Sparx Systems Forum

Enterprise Architect => General Board => Topic started by: Dave_Bullet on March 13, 2008, 01:39:05 pm

Title: SQL Search - how to include search term in query?
Post by: Dave_Bullet on March 13, 2008, 01:39:05 pm
Any ideas?  or am I just not reading the help properly.

For example, I want to return the types and number of diagrams that have the search term in their name as follows:

select t_diagram.diagram_type, count(*)
from t_diagram
where name like '<search_term>'
group by t_diagram.diagram_type

Questions are:
1. Can I include the users search term in the query?
2. What syntax does EA expect so it can substitute the search term?

Cheers,
David.
Title: Re: SQL Search - how to include search term in que
Post by: «Midnight» on March 13, 2008, 09:54:13 pm
What exactly do you mean?

I've recently plugged one of these into an automation project, and it worked like a charm. I just treated it as plain old SQL - and didn't make any assumptions about syntax; nothing even remotely fancy - and it seemed to work right out of the box.
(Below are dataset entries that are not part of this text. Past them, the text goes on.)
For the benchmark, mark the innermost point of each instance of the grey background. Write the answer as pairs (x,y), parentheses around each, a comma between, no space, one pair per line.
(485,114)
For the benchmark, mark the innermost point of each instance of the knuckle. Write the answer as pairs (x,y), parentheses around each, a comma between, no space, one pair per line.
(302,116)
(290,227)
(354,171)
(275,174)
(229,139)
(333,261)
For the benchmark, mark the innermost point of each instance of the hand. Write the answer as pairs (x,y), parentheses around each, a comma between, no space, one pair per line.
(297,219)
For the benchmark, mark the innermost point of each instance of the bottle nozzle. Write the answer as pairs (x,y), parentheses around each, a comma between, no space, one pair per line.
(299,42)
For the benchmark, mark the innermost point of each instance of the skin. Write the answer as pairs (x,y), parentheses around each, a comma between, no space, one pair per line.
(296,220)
Are you trying to set this up as something in the UI. Sort of 'click and go?'

David
Title: Re: SQL Search - how to include search term in que
Post by: Dave_Bullet on March 14, 2008, 06:51:13 am
Hi David,

I'm using the native EA search facility.  3 options - query builder, SQL editor or add-in.

For the SQL editor - you get a dialogue in EA where you can paste in a SQL statement.  That's great and I can put in something like

select * from t_object.

My question is - Does the EA UI apply your search term "after" the result set is retured the client and filters the resut set on any column where the term is contained:
or
can you specify the search term within your query. ie:

select * from t_object where name = :search_term

or similar.

If I do

select * from t_object

The search term never seems to be applied to the results, ie. whatever I type in the search term when I run the query just dumps the whole of the t_object table to the search window unfilterred.

Hope that makes sense.

The same issue would apply to an add-in search method.... how do you pass in the user entered search term to the add-in method call?  What syntax do you use?

Cheers,
David.
Title: Re: SQL Search - how to include search term in que
Post by: «Midnight» on March 14, 2008, 08:29:28 am
I'll answer the last question now; I've not thought the first part out yet.
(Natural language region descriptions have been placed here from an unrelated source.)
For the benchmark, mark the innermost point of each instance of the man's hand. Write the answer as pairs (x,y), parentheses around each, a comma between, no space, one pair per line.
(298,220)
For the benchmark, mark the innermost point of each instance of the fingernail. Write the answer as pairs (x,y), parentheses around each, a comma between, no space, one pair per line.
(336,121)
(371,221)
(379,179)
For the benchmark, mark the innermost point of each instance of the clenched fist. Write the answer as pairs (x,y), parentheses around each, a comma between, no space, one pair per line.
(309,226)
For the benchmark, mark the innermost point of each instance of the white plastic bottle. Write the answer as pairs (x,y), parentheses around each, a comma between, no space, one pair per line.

I just construct a string, which I can do at run-time, since my user needs to pick something from a list, which I use to filter. [Sometimes it is a package, other times a diagram.] The string is a normal SQL command. Something like:

Dim foo as String = "SELECT * FROM t_object WHERE Package_ID = '" & MyPackage.Package_ID.ToString & "'"

I then use this as the parameter to Repository.SQLQuery. I load the resulting string into an XML document and I'm all set.
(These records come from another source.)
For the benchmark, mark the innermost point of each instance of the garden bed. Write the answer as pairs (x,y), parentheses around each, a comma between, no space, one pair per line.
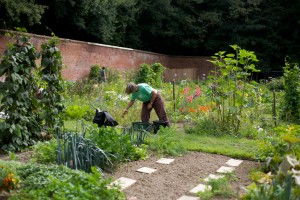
(178,178)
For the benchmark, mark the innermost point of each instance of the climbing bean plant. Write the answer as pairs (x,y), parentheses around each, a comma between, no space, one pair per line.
(22,127)
(231,91)
(51,66)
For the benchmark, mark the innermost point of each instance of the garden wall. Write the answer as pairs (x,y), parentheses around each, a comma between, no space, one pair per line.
(79,56)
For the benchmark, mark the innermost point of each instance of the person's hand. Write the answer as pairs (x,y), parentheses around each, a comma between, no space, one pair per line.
(125,112)
(149,106)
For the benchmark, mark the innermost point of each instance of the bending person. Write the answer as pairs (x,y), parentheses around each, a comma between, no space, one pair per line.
(150,98)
I find this much less of a bother than trying to use RunModelSearch.

HTH, David
Title: Re: SQL Search - how to include search term in que
Post by: Eve on March 14, 2008, 10:36:42 am
The search term can be directly substituted in your search sql for the string '<Search Term>' (without quotes).
Title: Re: SQL Search - how to include search term in que
Post by: Dave_Bullet on March 14, 2008, 02:02:10 pm
Thanks Simon - that's exactly what I wanted.  Suggest Roy etc.. add this to the help (I couldn't find it).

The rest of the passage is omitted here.